Raymond Rorke, Arthur Ross Gallery
Raymond J. Rorke, CGS’79, CGS’06, a renowned designer, artist, and clay sculptor and a staff member in various departments at Penn (including the Penn Museum, the Penn Libraries, Development and Alumni Relations communications, the School of Design, and the Arthur Ross Gallery), died on May 21. He was 66.

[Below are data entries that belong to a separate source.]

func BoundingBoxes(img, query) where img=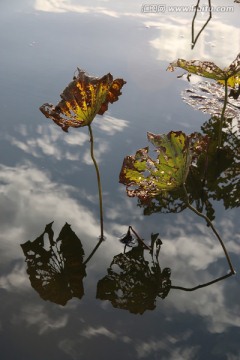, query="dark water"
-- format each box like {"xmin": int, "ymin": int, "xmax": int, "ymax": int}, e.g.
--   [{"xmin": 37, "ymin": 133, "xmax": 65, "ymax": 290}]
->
[{"xmin": 0, "ymin": 1, "xmax": 240, "ymax": 359}]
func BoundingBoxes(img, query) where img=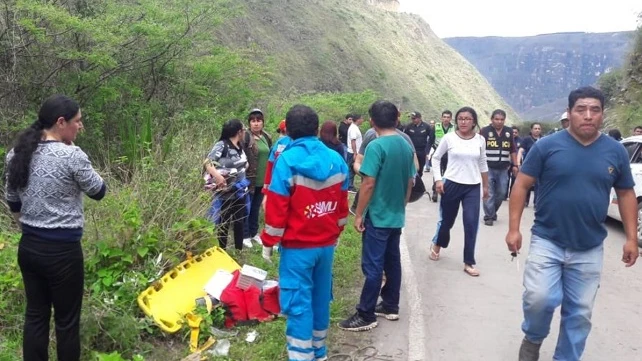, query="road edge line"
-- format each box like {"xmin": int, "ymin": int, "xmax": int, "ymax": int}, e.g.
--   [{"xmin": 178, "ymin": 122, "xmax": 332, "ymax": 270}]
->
[{"xmin": 400, "ymin": 230, "xmax": 426, "ymax": 361}]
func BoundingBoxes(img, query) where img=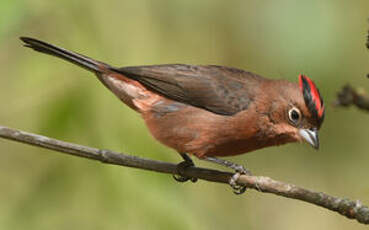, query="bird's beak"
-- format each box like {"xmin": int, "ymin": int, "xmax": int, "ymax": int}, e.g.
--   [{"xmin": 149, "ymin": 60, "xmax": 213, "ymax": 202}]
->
[{"xmin": 299, "ymin": 128, "xmax": 319, "ymax": 150}]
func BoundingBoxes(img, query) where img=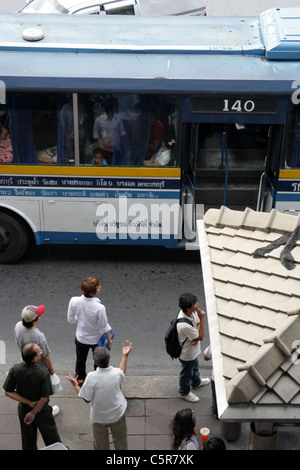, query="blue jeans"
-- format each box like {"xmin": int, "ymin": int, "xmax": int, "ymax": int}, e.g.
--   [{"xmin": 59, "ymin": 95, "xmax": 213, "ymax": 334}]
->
[{"xmin": 178, "ymin": 357, "xmax": 201, "ymax": 396}]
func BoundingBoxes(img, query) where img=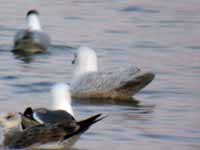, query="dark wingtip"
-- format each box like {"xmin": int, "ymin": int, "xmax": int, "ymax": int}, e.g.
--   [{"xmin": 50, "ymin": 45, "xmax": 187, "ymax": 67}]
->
[
  {"xmin": 26, "ymin": 9, "xmax": 39, "ymax": 16},
  {"xmin": 78, "ymin": 113, "xmax": 107, "ymax": 128},
  {"xmin": 141, "ymin": 71, "xmax": 155, "ymax": 84},
  {"xmin": 89, "ymin": 113, "xmax": 107, "ymax": 124},
  {"xmin": 95, "ymin": 114, "xmax": 108, "ymax": 123},
  {"xmin": 63, "ymin": 114, "xmax": 106, "ymax": 140}
]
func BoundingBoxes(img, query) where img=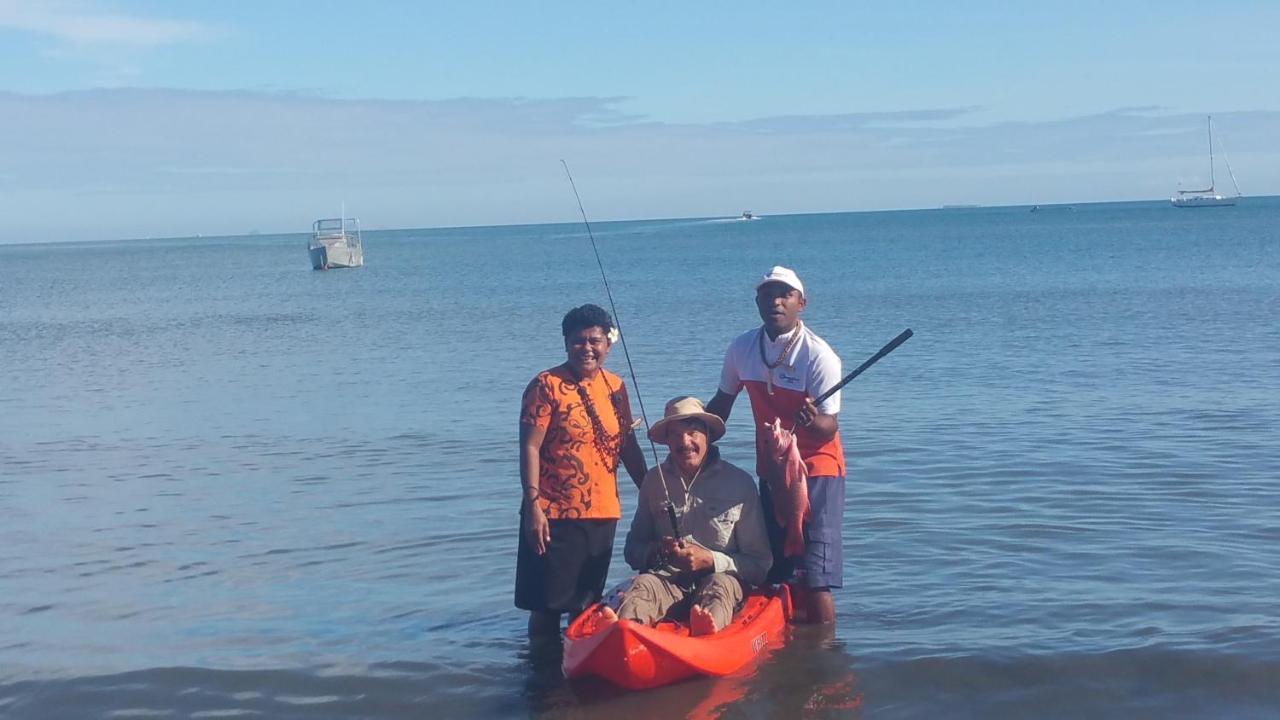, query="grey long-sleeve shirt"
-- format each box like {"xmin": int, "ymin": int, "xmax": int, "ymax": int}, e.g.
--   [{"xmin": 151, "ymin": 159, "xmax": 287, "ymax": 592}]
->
[{"xmin": 623, "ymin": 448, "xmax": 772, "ymax": 586}]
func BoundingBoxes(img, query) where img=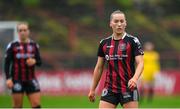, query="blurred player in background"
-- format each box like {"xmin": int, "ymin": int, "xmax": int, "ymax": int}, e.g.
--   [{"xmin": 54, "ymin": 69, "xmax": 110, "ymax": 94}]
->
[
  {"xmin": 140, "ymin": 42, "xmax": 160, "ymax": 102},
  {"xmin": 4, "ymin": 22, "xmax": 42, "ymax": 108},
  {"xmin": 88, "ymin": 10, "xmax": 144, "ymax": 108}
]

Mr. Rorke graduated from Penn’s College of General Studies in 1979 and immediately joined Penn’s staff as a secretary at the Penn Museum. He continued to advance at the museum through the 1980s and 1990s, becoming an exhibit design assistant and eventually an IT specialist. In 2001, he switched departments to become an IT specialist in the Penn Libraries, and the next year he moved again, to the department of development & alumni relations. He later held positions in development as a staff writer and communications specialist, and also became a part-time teacher in the School of Design later in the decade. He retired from teaching and his other duties in 2017, but a year later, took on a temporary position at the Arthur Ross Gallery, which he held until his death.

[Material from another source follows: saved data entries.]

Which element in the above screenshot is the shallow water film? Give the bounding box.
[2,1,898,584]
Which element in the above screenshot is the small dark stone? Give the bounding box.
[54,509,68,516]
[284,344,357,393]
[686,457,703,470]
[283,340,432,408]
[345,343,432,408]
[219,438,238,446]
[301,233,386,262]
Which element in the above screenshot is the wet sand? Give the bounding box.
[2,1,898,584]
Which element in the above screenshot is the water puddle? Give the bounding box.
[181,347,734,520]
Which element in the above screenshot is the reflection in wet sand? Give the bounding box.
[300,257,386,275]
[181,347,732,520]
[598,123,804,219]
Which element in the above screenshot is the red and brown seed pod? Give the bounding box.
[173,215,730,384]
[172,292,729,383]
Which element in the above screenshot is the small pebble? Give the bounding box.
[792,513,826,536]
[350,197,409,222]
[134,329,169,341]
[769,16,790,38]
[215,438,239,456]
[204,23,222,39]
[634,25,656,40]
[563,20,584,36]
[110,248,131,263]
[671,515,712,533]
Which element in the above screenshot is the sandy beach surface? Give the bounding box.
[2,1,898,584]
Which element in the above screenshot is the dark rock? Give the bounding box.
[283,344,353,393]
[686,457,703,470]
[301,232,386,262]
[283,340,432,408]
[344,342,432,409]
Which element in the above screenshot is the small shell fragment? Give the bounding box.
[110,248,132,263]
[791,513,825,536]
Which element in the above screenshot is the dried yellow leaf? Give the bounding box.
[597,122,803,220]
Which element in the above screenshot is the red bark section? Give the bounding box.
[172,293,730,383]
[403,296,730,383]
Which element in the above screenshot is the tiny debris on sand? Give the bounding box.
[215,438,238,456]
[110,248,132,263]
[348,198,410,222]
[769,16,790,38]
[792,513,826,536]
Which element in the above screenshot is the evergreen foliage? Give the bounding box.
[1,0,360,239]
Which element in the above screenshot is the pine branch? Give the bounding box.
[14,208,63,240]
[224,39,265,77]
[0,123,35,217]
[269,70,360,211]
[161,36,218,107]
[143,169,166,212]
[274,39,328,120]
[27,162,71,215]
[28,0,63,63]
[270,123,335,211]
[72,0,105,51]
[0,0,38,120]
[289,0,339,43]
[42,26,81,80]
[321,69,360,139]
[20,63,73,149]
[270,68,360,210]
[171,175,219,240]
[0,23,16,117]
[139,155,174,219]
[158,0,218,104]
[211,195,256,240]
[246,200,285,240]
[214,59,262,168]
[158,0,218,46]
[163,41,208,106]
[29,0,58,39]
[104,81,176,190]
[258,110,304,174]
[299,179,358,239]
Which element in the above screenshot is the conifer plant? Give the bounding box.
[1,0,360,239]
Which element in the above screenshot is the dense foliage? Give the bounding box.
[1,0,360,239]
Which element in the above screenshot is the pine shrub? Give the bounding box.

Mr. Rorke was a longtime writer and designer who lived through the evolution of hand-set type into hand-coded webpages, and was very fond of tinkering with words. He was also a teaching artist and the in-house graphic designer for the Clay Studio in Philadelphia. Mr. Rorke contributed pieces to exhibitions in Philadelphia and around the country (including at Penn’s Charles Addams Hall) and aspired to infuse the everyday objects he made with grace and authenticity.